Tue Apr 29 09:38:33 EDT 2014

In article <535f0f9f$0$29965$c3e8da3$5496439d at news.astraweb.com>,
 Steven D'Aprano <steve+comp.lang.python at pearwood.info> wrote:

> On Mon, 28 Apr 2014 12:00:23 -0400, Roy Smith wrote:
> 
> [...]
> > Fundamentally, these numbers have between 0 and 4 decimal digits of
> > precision, 
> 
> I'm surprised that you have a source of data with variable precision, 
> especially one that varies by a factor of TEN THOUSAND.

OK, you're surprised.

> I don't know what justification you have for combining such a
> mix of data sources.

Because that's the data that was given to me.  Real life data is messy.

> One possible interpretation of your post is that you have a source of 
> floats, where all the numbers are actually measured to the same 
> precision, and you've simply misinterpreted the fact that some of them 
> look like they have less precision.

Another possibility is that they're latitude/longitude coordinates, some 
of which are given to the whole degree, some of which are given to 
greater precision, all the way down to the ten-thousandth of a degree.

> What reason do you have to think that something recorded to 14 
> decimal places was only intended to have been recorded to 4?

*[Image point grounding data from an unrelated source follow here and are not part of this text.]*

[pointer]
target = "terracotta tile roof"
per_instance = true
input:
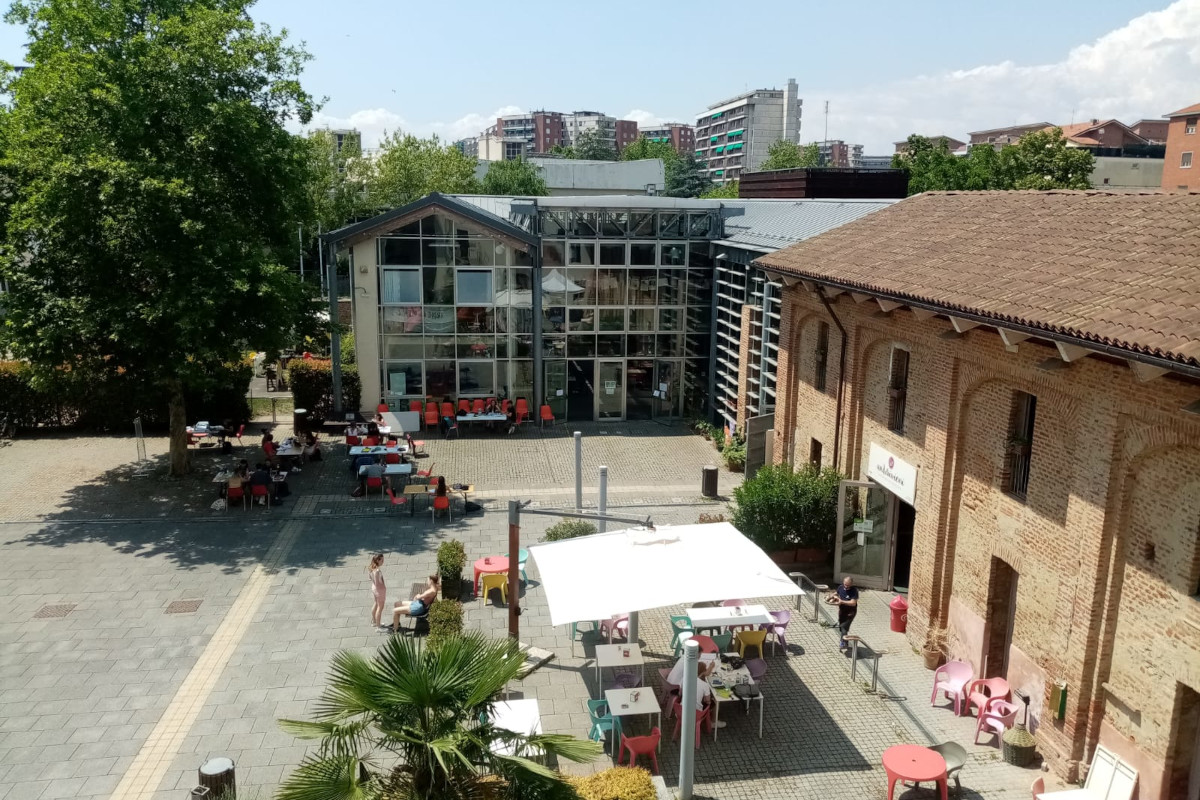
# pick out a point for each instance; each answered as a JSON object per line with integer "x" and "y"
{"x": 1115, "y": 269}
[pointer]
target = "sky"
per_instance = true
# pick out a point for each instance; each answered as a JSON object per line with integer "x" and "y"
{"x": 886, "y": 68}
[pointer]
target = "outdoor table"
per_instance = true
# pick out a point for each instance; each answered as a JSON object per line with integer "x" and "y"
{"x": 613, "y": 655}
{"x": 489, "y": 565}
{"x": 915, "y": 763}
{"x": 729, "y": 617}
{"x": 622, "y": 704}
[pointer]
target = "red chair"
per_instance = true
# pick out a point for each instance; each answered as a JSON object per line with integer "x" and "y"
{"x": 235, "y": 493}
{"x": 259, "y": 491}
{"x": 702, "y": 719}
{"x": 641, "y": 746}
{"x": 441, "y": 504}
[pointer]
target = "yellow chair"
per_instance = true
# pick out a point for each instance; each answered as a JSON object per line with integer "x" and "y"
{"x": 750, "y": 639}
{"x": 495, "y": 581}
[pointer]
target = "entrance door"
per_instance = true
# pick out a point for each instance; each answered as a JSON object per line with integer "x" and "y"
{"x": 611, "y": 390}
{"x": 580, "y": 390}
{"x": 863, "y": 542}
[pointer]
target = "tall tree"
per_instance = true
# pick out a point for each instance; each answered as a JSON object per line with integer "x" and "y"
{"x": 155, "y": 191}
{"x": 516, "y": 176}
{"x": 591, "y": 146}
{"x": 414, "y": 723}
{"x": 789, "y": 155}
{"x": 408, "y": 168}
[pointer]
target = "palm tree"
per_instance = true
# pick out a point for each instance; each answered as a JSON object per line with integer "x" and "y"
{"x": 414, "y": 723}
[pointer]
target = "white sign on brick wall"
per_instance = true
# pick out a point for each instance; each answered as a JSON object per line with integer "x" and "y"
{"x": 893, "y": 474}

Because I understand the physical measurement these numbers represent.  
Sometimes, Steve, you have to assume that when somebody asks a question, 
they actually have asked the question then intended to ask.

> Perhaps you need to explain why you're doing this, as it seems 
> numerically broken.

These are latitude and longitude coordinates of locations.  Some 
locations are known to a specific street address.  Some are known to a 
city.  Some are only known to the country.  So, for example, the 38.0 
value represents the latitude, to the nearest whole degree, of the 
geographic center of the contiguous United States.

> I really think you need to go back to the source. Trying to infer the 
> precision of the measurements from the accident of the string formatting 
> seems pretty dubious to me.

Sure it is.  But, like I said, real-life data is messy.  You can wring 
your hands and say, "this data sucks, I can't use it", or you can figure 
out some way to deal with it.  Which is the whole point of my post.  The 
best I've come up with is inferring something from the string formatting 
and I'm hoping there might be something better I might do.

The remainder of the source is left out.